The government estimates that 38.2% of households in the U.S. don’t have a landline phone. So, what happens when there is an emergency and cell service is down? A group of emergency professionals from California brought the issue of dialing 911 from mobile phones into the spotlight after finding that a caller’s location wasn’t always readily available for emergency responders. Landline phones are better for calling 911 because they make it easier for dispatchers to locate you by providing your address.
When you dial 911 from your cellphone, the call is routed through a cell tower, so the dispatcher only receives the address of that tower and your mobile number. While they get a general idea of your location, it takes precious seconds to pinpoint exactly where you are.

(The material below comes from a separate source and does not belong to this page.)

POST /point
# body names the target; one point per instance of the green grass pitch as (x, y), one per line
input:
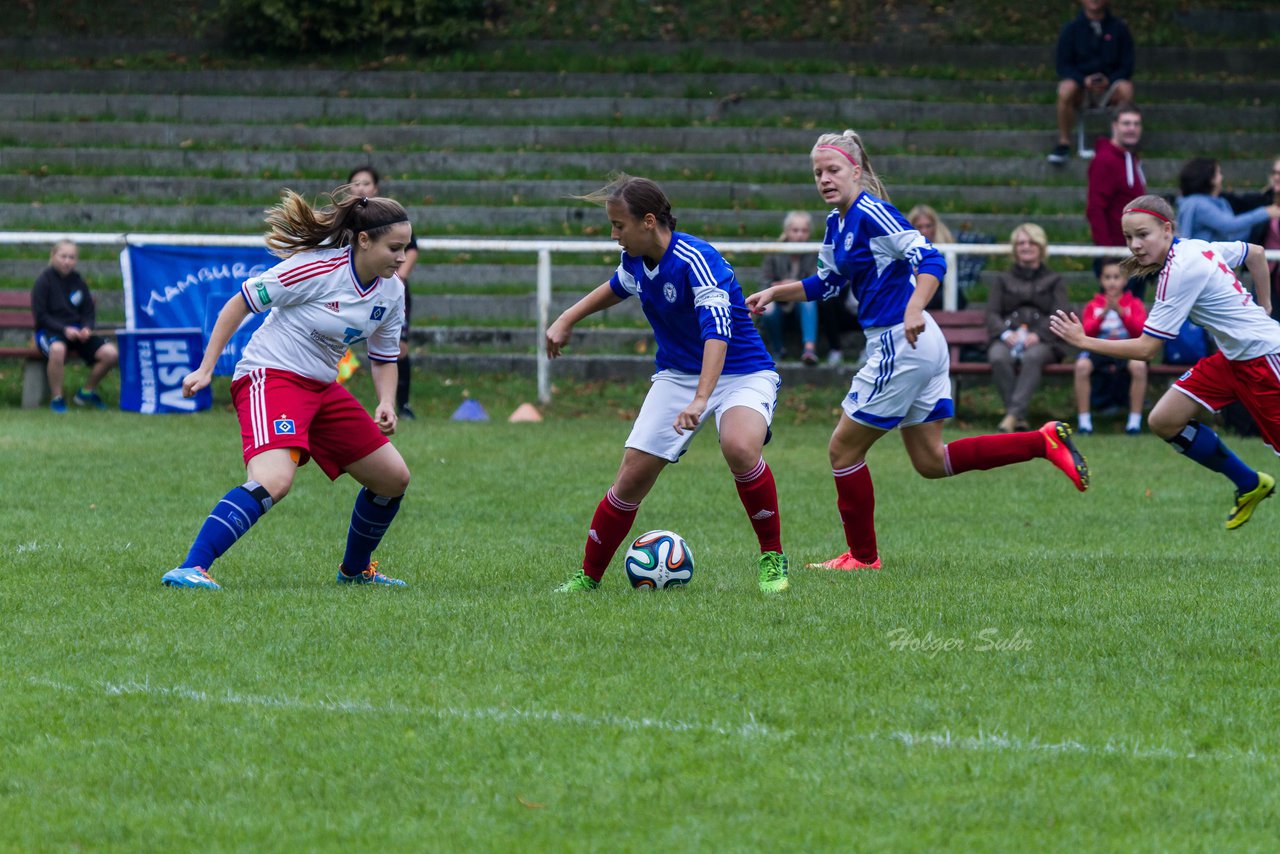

Trey Fogerty, director of government affairs for the National Emergency Number Association, explains, “There can be problems if you are deep inside a building where the signals don’t penetrate well. Or you can be in an urban canyon. GPS doesn’t work that well with lots of tall buildings around.” Danita Crombach, president of the California chapter of the National Emergency Number Association, says that people might not realize they are harder to find if they can’t describe where they are. “I think people have a false sense of security when they dial 911,” Crombach says. Phone services that are internet-based, such as Vonage, are not available when the power goes out, but traditional landlines use older technology that allows them to work during power outages.
Since cordless phones have batteries that need to be charged to use them, using a corded landline is a good idea. However, some phone companies do sell batteries that can provide extra hours of talk time for emergencies. If you have a choice in an emergency, for best results, try calling 911 from a landline instead of your cellphone.